Latent Space Unsupervised Semantic Segmentation
Knut J. Str{\o}mmen, Jim T{\o}rresen, Ulysse C\^ot\'e-Allard

TL;DR
This paper introduces LS-USS, a new unsupervised algorithm for segmenting multidimensional time series, capable of real-time and offline analysis, outperforming existing change-point detection methods on various datasets.
Contribution
The paper presents LS-USS, a novel unsupervised segmentation method for multidimensional time series that works effectively in both online and batch modes.
Findings
LS-USS performs on par or better than state-of-the-art algorithms.
It is suitable for real-time applications.
It handles multidimensional time series effectively.
Abstract
The development of compact and energy-efficient wearable sensors has led to an increase in the availability of biosignals. To analyze these continuously recorded, and often multidimensional, time series at scale, being able to conduct meaningful unsupervised data segmentation is an auspicious target. A common way to achieve this is to identify change-points within the time series as the segmentation basis.

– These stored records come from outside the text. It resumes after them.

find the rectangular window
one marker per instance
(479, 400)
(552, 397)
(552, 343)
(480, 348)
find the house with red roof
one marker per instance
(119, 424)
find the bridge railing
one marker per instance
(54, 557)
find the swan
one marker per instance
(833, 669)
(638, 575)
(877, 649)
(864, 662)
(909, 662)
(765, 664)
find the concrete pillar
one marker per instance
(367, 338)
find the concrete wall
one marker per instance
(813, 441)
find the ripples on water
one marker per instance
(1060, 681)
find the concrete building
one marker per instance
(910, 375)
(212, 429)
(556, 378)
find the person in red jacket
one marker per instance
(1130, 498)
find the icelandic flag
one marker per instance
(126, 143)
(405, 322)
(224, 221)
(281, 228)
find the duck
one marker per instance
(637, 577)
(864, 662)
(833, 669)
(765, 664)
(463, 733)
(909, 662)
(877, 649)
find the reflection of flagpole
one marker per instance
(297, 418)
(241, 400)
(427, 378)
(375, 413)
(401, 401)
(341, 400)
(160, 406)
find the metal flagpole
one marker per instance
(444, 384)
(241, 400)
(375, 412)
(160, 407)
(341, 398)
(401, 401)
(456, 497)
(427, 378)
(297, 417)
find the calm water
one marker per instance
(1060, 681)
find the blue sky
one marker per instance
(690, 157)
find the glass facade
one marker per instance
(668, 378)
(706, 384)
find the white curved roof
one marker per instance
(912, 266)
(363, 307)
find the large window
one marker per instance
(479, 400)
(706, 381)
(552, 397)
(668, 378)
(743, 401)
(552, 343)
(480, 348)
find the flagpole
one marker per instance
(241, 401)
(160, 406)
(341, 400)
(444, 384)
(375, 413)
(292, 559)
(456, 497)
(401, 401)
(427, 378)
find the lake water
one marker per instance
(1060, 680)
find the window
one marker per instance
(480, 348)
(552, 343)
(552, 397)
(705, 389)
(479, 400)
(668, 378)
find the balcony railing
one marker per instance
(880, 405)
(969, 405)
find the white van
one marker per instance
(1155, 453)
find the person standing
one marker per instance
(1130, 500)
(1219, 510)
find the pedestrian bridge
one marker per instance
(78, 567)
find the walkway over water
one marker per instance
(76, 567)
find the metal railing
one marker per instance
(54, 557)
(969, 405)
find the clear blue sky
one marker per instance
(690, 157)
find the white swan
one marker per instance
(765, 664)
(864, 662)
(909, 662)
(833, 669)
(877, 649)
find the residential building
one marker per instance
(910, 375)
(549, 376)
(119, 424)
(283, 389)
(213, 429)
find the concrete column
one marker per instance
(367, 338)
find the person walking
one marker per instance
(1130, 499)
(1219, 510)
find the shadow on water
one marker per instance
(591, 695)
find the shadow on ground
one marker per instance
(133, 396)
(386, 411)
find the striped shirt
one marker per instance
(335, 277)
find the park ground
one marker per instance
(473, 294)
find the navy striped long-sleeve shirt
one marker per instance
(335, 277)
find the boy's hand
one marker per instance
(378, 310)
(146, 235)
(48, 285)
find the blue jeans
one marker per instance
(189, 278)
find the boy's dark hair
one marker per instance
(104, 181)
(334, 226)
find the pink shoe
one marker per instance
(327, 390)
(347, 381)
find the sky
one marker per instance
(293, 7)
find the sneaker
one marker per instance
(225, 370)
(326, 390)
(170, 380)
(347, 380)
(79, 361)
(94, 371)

However, traditional change-point detection algorithms often come with drawbacks, limiting their real-world applicability. Notably, they generally rely on the complete time series to be available and thus cannot be used for real-time applications. Another common limitation is that they poorly (or cannot) handle the segmentation of multidimensional time series. Consequently, the main contribution of this work is to propose a novel unsupervised segmentation algorithm for…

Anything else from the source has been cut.